18-Dec-09 - it snowed again overnight. Peter picked me up at 09:00 and we slipped and slithered towards the office. It's on an industrial estate so there's almost no through traffic, and it took us several attempts to get up the gentle slope to the office door, but we did it in the end. I knew that this one was going to be a long job, and had originally suggested that I should stay over a second night rather than risk having to cross London on a Friday evening, but as they day wore on and the internet weather news got worse and worse, I began to think I should just do what I could and leave as early as possible. Then things got worse still. Trains were cancelled, roads closed. There were no trains between Brighton and Worthing. I began to worry about the prospect of being stranded somewhere like Clapham Junction and freezing to death overnight, so I decided that I would have to stay over, after all. But we did get the job finished, by about 6:30 pm. They put me up, not at the Buckingham, but at the
Villiers, in the centre of the town, and a charming old coaching inn. It looks very quaint from the outside but inside it's warm and welcoming, has a lift (alleluia) and wifi (but only in public areas). I was, however, exhausted, so I retired to the room which proved to be very spacious, warm, and comfortable, and sent out for room service (steak baguette, chips, bottle of house red - sorry, not very original) and had the best night's sleep I'd had for a week.
19-Dec-09 - no more snow, and the roads were pretty clear as I travelled back to MK in a taxi: an interesting thing, the cost. When I get a taxi from MK to Buckingham it costs around £25. The taxi in the other direction (admittedly a private-hire car rather than a hackney) was only £16. I must keep their number.
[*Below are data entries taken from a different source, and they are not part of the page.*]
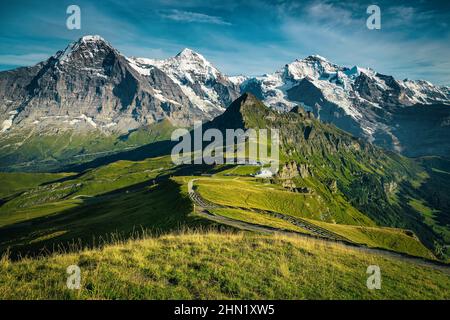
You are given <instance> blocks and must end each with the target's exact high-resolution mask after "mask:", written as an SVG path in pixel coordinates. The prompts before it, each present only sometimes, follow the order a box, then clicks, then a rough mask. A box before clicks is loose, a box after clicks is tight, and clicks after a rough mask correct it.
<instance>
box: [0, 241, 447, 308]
mask: <svg viewBox="0 0 450 320" xmlns="http://www.w3.org/2000/svg"><path fill="white" fill-rule="evenodd" d="M73 264H75V265H78V266H79V267H80V268H81V289H80V290H79V291H78V290H68V289H67V287H66V281H67V277H68V275H67V274H66V268H67V267H68V266H69V265H73ZM369 265H378V266H379V267H380V269H381V280H382V286H381V289H380V290H368V289H367V286H366V281H367V277H368V276H369V275H368V274H366V270H367V267H368V266H369ZM449 287H450V276H449V275H448V274H445V273H443V272H442V271H439V270H435V269H432V268H430V267H425V266H419V265H416V264H414V263H411V262H406V261H402V260H399V259H398V258H394V257H386V256H381V255H377V254H368V253H364V252H360V251H357V250H355V249H350V248H346V247H343V246H341V245H339V244H330V243H324V242H320V241H317V240H310V239H308V240H305V239H302V238H296V237H282V236H259V235H250V234H243V233H239V234H217V233H208V234H181V235H179V234H178V235H166V236H163V237H160V238H146V239H144V240H135V241H128V242H126V243H118V244H116V245H111V246H107V247H105V248H103V249H102V250H85V251H81V252H79V253H74V254H63V255H55V256H51V257H46V258H40V259H34V260H31V259H24V260H22V261H19V262H11V261H9V260H8V259H6V258H3V259H2V260H1V262H0V299H450V292H449V291H448V288H449Z"/></svg>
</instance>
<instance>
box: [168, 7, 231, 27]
mask: <svg viewBox="0 0 450 320" xmlns="http://www.w3.org/2000/svg"><path fill="white" fill-rule="evenodd" d="M161 16H162V17H164V18H167V19H170V20H174V21H181V22H194V23H210V24H218V25H226V26H229V25H231V23H229V22H227V21H225V20H224V19H223V18H221V17H218V16H211V15H207V14H203V13H198V12H192V11H181V10H177V9H173V10H169V11H167V12H163V13H161Z"/></svg>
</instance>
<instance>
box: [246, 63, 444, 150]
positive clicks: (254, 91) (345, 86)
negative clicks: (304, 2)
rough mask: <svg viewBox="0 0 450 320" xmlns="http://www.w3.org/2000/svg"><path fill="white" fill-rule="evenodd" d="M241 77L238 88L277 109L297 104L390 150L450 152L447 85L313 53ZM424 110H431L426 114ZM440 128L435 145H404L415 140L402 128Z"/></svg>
mask: <svg viewBox="0 0 450 320" xmlns="http://www.w3.org/2000/svg"><path fill="white" fill-rule="evenodd" d="M240 80H241V81H240V88H241V91H248V92H252V93H253V94H255V95H256V96H257V97H259V98H260V99H261V100H263V102H264V103H265V104H267V105H269V106H271V107H273V108H276V109H278V110H280V111H288V110H290V109H292V107H294V106H295V105H298V104H300V105H302V106H303V107H304V108H305V109H308V110H310V111H313V112H314V114H315V115H316V116H317V117H318V118H320V119H321V120H323V121H327V122H332V123H334V124H335V125H337V126H338V127H340V128H341V129H343V130H346V131H348V132H351V133H352V134H354V135H356V136H360V137H363V138H366V139H368V140H369V141H372V142H374V143H377V144H379V145H382V146H384V147H387V148H389V149H394V150H396V151H399V152H405V153H406V154H408V155H414V156H415V155H421V154H429V153H430V152H434V150H436V149H439V150H445V152H444V153H445V154H447V153H449V154H450V146H449V144H448V142H447V141H445V140H444V137H445V138H448V137H450V136H449V135H450V126H449V122H450V88H449V87H448V86H446V87H439V86H434V85H432V84H431V83H430V82H428V81H423V80H418V81H413V80H406V79H405V80H401V81H399V80H396V79H394V78H393V77H392V76H387V75H383V74H380V73H377V72H376V71H374V70H372V69H370V68H361V67H358V66H354V67H351V68H348V67H342V66H338V65H336V64H333V63H331V62H330V61H328V60H327V59H325V58H323V57H321V56H318V55H314V56H309V57H306V58H304V59H301V60H295V61H293V62H292V63H289V64H286V65H285V66H284V67H283V68H281V69H280V70H278V71H276V72H274V73H272V74H266V75H263V76H259V77H251V78H241V79H240ZM436 105H438V106H439V107H437V109H438V112H436V111H435V109H436ZM421 107H423V108H421ZM427 111H428V112H429V113H434V114H428V115H427V113H428V112H427ZM437 114H439V116H437ZM419 119H420V121H418V120H419ZM417 122H419V123H417ZM412 123H414V125H415V128H412V127H411V126H412ZM439 128H440V129H441V130H438V131H439V135H441V137H442V140H443V141H439V142H438V141H434V142H435V143H436V144H437V145H435V146H432V145H429V143H428V142H427V143H425V144H426V145H427V147H426V150H424V149H423V148H422V147H419V146H414V147H411V146H410V143H406V144H405V141H406V140H414V139H413V137H411V136H410V133H411V132H407V130H414V131H415V134H419V135H420V134H421V133H422V134H424V133H425V132H424V131H427V132H428V133H429V132H430V131H431V130H433V131H436V130H437V129H439ZM417 131H419V133H417ZM420 131H422V132H420ZM424 135H426V134H424ZM416 138H417V136H416ZM424 139H425V138H424ZM439 154H441V153H439Z"/></svg>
Anyway, the train was in, there were, apparently, no delays, and all seemed well. We arrived at Clapham on time, and there's about a 20-minute dwell for the Worthing train, which also arrived, more or less, on time. I was congratulating myself on good planning... Until we got to Haywards Heath. The 12-car train split into three 4-car sets, one fast to Eastbourne, one slow to Ore, and ours (at the back) for Worthing and Littlehampton. And then... Nothing happened. After a good bit of shilly-shallying the guard eventually told us that the front set had broken down (apparently nothing to do with the 'severe weather conditions') and so, of course, the middle and rear sets weren't going anywhere, and would we please get out and take the next train from the platform opposite. Trouble is, the next train (a Brighton service) had been cancelled, which meant that there were now passengers from 16 or even 20 carriages waiting for a connection, and it was quite possible that the incoming train might only have four carriages. The next (Brighton) service was diverted to one of the up platforms, which meant a trek down into the bowels of the station, and when I got down there amongst the flowing herd of fellow travellers I saw a welcome sight: 'Taxis'. So that was it: a taxi home cost me £50 and I've written to Southern to complain and ask for my money back. We shall see.